Applicazioni attuali
L’AI è onnipresente nelle nostre vite: motori di ricerca, assistenti vocali, veicoli autonomi, piattaforme di social media sfruttano algoritmi avanzati per fornire servizi personalizzati.
Nel settore medico, l’AI è impiegata per la diagnosi precoce e la ricerca farmaceutica. Già adesso, una AI opportunamente istruita è in grado di leggere le immagini diagnostiche e individuare un piccolissimo focolaio tumorale prima ancora che uno specialista oncologo sia in grado di vederlo.
Nella finanza, modelli predittivi basati sull’AI analizzano dati complessi per prendere decisioni finanziarie, oppure per scovare gli evasori fiscali.
In questo scenario si affacciano anche applicazioni di tipo misto tra AI e robotica, dato che non è così lontano il tempo in cui ci saranno degli assistenti personali robotizzati nelle case di riposo e negli ospedali e perfino robot in grado di svolgere tutte le faccende di casa (pulizie, riordino ecc.).

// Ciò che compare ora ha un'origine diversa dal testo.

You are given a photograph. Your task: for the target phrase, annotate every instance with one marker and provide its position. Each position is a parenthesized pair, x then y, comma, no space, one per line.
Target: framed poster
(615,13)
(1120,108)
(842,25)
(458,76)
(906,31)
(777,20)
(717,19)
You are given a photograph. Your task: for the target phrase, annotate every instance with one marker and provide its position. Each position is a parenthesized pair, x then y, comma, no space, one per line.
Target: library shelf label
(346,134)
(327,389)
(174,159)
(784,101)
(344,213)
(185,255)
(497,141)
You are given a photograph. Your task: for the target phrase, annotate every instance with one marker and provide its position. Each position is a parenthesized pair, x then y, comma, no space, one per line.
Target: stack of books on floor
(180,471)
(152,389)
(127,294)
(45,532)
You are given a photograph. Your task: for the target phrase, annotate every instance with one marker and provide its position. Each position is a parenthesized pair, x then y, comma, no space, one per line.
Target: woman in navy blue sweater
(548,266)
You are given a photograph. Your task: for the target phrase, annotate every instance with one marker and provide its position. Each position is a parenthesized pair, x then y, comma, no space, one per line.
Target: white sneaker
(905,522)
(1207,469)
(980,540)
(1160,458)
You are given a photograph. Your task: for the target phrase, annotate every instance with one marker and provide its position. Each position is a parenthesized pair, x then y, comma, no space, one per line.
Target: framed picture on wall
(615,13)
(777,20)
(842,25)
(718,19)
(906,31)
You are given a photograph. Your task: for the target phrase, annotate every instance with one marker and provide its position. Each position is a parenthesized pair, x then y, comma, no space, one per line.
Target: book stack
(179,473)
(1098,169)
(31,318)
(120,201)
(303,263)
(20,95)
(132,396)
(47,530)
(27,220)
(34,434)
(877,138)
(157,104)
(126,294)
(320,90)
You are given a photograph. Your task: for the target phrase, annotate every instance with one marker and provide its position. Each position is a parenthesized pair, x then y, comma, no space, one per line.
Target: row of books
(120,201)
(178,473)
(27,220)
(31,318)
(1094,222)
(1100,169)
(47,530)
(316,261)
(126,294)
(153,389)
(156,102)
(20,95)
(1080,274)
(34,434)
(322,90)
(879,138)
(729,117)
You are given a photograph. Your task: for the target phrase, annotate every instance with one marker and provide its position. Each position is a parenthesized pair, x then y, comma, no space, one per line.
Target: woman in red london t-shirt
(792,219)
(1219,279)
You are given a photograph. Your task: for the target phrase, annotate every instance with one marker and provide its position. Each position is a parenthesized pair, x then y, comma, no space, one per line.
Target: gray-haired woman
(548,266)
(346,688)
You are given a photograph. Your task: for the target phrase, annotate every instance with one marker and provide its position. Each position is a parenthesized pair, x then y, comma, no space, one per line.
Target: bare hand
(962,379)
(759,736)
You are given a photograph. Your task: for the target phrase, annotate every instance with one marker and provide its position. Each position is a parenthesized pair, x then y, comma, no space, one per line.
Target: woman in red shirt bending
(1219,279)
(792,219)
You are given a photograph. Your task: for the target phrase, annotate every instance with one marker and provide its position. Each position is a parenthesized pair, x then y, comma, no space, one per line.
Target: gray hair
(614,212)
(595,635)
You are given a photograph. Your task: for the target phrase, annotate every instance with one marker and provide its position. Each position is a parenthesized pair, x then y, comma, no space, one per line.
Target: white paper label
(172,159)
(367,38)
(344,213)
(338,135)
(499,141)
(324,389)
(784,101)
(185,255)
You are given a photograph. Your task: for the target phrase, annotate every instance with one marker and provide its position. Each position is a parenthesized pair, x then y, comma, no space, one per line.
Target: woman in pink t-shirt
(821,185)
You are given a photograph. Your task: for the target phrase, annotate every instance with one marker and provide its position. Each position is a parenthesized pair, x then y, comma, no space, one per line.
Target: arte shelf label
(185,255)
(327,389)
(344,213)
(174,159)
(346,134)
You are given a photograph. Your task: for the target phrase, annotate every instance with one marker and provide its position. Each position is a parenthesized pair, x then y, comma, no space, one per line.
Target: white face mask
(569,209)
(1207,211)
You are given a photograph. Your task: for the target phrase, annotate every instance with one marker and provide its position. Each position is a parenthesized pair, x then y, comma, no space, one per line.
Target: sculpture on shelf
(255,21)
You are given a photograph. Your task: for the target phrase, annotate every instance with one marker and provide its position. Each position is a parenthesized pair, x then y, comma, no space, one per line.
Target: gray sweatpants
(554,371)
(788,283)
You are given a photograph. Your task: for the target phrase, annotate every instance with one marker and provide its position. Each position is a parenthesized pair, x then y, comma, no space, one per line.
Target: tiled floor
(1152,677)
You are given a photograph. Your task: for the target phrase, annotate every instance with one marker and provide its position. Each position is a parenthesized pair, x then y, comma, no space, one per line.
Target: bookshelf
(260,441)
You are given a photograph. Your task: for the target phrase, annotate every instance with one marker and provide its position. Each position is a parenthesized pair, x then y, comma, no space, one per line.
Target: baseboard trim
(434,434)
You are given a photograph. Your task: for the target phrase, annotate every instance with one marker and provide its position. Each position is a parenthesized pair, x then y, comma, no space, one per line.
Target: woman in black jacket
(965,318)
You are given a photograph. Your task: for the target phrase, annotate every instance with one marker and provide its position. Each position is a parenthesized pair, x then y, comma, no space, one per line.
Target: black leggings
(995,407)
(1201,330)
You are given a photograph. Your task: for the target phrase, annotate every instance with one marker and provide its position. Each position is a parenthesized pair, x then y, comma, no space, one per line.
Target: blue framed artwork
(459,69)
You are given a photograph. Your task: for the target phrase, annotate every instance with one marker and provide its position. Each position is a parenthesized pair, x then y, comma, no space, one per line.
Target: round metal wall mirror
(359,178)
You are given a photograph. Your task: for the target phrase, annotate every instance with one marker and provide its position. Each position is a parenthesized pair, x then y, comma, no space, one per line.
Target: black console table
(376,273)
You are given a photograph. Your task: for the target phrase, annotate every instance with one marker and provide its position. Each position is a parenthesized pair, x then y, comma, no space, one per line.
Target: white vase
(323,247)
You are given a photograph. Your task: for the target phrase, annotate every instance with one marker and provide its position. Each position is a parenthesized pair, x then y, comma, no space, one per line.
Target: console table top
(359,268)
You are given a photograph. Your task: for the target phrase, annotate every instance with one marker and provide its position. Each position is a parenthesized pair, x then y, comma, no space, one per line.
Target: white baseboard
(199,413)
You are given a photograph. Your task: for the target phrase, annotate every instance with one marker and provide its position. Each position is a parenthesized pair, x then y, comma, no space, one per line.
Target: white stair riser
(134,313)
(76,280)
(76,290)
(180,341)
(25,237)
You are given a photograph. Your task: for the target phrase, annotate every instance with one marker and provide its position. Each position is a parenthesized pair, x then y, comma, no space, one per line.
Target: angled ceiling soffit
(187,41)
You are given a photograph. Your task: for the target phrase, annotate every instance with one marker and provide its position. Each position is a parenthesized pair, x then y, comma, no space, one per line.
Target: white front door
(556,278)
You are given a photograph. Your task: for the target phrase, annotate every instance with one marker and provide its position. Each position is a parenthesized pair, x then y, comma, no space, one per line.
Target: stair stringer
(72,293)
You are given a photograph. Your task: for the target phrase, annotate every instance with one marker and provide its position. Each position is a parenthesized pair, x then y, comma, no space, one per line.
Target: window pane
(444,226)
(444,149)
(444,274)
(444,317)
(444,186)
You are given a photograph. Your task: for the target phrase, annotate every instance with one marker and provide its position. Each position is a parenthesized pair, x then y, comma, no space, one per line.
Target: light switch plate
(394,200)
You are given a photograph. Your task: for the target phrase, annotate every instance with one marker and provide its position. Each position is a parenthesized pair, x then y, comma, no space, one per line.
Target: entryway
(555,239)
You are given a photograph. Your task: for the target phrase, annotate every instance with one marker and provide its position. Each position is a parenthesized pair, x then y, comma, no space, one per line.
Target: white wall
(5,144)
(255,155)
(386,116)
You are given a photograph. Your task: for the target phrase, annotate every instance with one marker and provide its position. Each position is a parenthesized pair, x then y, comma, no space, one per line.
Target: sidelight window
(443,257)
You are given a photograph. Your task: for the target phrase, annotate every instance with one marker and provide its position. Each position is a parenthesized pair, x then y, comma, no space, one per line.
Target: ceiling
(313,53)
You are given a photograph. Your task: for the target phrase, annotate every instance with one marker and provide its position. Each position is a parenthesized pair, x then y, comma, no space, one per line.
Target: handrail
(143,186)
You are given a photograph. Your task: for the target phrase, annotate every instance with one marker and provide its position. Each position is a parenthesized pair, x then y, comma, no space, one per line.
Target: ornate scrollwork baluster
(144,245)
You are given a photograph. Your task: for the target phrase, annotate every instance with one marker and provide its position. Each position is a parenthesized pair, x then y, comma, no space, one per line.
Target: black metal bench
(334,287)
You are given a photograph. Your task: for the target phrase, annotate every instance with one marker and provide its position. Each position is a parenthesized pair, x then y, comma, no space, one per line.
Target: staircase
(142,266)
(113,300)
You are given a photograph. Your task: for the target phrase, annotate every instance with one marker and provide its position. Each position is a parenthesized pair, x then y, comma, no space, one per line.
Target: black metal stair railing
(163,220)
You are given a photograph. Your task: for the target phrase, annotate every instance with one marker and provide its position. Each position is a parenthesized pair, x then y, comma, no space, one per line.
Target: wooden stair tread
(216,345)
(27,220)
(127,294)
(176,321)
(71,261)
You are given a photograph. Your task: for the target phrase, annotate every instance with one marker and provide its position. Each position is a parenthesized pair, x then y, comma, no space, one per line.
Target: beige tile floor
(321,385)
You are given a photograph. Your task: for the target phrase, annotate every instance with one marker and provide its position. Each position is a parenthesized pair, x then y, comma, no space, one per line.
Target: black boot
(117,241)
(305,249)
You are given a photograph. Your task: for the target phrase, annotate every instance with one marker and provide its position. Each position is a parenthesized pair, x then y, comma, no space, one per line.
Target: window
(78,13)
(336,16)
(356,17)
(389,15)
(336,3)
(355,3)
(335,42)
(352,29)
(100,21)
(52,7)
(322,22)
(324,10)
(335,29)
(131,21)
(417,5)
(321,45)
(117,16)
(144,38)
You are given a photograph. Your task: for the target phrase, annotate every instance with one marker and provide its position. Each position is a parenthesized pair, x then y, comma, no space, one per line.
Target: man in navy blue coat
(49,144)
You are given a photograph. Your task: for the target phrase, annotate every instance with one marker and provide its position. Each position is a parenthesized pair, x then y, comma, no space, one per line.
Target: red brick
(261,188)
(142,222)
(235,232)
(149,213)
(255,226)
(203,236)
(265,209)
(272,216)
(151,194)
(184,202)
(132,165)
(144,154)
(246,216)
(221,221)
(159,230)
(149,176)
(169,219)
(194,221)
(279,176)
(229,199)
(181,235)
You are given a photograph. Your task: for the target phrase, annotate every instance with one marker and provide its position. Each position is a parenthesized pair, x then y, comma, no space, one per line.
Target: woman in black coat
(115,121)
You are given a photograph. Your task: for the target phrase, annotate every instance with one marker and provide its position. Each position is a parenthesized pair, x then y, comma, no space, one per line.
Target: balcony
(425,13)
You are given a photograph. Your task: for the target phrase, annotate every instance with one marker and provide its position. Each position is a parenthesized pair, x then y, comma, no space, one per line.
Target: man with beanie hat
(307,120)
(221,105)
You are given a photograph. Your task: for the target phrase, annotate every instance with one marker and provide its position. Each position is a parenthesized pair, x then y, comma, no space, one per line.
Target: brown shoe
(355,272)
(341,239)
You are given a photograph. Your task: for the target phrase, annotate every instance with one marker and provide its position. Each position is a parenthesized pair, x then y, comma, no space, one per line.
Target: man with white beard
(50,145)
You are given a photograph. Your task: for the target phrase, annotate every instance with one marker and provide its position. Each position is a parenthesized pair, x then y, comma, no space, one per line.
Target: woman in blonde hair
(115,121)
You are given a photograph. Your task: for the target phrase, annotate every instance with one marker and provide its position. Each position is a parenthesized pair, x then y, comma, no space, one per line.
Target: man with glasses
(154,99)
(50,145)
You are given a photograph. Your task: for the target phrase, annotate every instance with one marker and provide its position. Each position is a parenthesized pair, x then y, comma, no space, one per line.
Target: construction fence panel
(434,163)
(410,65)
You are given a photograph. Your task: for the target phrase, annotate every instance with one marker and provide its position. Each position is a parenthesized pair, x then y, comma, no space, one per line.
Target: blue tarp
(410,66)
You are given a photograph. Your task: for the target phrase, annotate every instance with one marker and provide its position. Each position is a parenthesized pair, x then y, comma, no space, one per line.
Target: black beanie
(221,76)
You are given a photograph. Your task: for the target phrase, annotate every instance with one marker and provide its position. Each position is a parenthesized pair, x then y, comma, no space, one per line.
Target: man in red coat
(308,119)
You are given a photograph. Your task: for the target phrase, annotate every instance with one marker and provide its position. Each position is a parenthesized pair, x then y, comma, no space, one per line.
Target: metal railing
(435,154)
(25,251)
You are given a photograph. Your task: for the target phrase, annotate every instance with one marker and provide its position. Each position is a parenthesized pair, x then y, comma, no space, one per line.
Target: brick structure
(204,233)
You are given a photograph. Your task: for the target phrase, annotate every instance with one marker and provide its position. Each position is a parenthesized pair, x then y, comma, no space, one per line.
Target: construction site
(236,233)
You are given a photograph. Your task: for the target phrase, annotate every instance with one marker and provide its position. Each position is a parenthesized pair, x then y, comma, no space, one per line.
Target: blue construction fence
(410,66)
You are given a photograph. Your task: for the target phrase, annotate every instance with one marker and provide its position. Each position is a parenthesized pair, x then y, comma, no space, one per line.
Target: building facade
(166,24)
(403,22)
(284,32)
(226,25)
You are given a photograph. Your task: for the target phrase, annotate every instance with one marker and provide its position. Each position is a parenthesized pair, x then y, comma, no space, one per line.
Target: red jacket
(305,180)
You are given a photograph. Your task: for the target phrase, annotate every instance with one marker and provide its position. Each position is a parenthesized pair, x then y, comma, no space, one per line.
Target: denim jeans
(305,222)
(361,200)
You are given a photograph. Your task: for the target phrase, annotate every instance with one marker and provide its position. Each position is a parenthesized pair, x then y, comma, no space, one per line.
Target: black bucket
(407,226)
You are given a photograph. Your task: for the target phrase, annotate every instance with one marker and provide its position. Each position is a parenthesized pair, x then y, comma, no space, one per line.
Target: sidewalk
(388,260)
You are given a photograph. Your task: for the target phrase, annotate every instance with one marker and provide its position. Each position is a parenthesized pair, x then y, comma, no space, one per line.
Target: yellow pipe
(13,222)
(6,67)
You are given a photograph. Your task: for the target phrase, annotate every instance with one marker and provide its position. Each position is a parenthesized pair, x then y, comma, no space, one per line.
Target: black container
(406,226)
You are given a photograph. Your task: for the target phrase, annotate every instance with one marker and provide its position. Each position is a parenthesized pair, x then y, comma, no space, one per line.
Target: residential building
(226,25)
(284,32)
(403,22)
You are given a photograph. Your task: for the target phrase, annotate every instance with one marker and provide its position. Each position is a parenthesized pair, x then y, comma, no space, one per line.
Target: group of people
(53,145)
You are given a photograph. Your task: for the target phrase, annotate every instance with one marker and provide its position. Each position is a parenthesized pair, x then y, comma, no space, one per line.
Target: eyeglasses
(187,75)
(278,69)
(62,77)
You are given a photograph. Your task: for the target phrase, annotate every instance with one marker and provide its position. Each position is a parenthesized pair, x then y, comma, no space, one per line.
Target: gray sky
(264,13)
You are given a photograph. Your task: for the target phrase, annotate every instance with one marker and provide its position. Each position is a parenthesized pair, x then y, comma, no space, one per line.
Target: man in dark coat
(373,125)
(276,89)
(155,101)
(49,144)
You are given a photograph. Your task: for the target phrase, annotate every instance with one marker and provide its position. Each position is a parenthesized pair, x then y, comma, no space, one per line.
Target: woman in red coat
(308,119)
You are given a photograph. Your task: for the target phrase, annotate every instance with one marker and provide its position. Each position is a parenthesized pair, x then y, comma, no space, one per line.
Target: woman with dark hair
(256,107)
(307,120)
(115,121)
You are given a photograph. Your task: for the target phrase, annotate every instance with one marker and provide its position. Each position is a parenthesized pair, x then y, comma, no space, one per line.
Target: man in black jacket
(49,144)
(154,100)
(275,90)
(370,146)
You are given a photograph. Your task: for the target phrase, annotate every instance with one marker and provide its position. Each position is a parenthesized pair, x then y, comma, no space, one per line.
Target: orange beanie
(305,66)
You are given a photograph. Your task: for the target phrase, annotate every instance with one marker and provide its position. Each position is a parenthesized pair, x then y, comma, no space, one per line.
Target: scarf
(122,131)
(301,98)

C’è ancora spazio per l’intelligenza umana
Quando la tecnologia esce dai laboratori di ricerca e diventa disponibile al grande pubblico con costi accettabili, allora il grande passo è fatto.
Mettiamo insieme un po’ di tecnologia e un ragazzo intelligente, creativo e motivato e otteniamo qualcosa che può fare la differenza per tante persone che hanno un problema importante.
È il caso di Tommaso Caligari, un ragazzo che nel 2023 aveva 18 anni e che ha studiato un metodo per favorire la diagnosi precoce del Parkinson, ora in fase di sperimentazione da parte di diversi medici insieme all’associazione dei malati di Parkinson.
L’idea è nata dal ricovero di suo nonno a causa del Parkinson. Tommaso studia robotica alle superiori e, quindi, ha iniziato a pensare come utilizzare la tecnologia per curare meglio i malati di Parkinson.
Nelle prime fasi della malattia non sono visibili alcuni sintomi come il tremore e la difficoltà a camminare, ma sono già presenti. Tommaso ha predisposto un sistema basato su telecamere e software, in grado di riconoscere una figura umana e rilevarne i movimenti, soprattutto della spalla e del gomito. Poi ha utilizzato un algoritmo di “machine learning” (ML), opportunamente allenato su un gruppo di persone sane e su un gruppo di persone che hanno una diagnosi di Parkinson confermata. Con questo sistema è stato in grado di mettere in evidenza i primi sintomi, impercettibili all’occhio umano, creando così un sistema di diagnosi precoce della malattia.
Questo dimostra che chiunque, con un minimo di preparazione tecnica, oggi è in grado di creare sistemi anche piuttosto sofisticati a un costo relativamente basso, ottenendo risultati che vanno ben oltre agli interessi del singolo individuo, perché possono dare beneficio a un numero enorme di persone.
Conclusione
Questo è solo un esempio di cosa si potrebbe fare con le tecnologie oggi esistenti e soprattutto con l’intelligenza artificiale, seppure con quel sottoinsieme della AI chiamato machine learning.
Tutti ci stiamo chiedendo cosa potrà fare l’intelligenza artificiale all’Umanità, ma ti sei mai chiesto o chiesta, invece, cosa potresti fare TU con l’intelligenza artificiale per l’Umanità?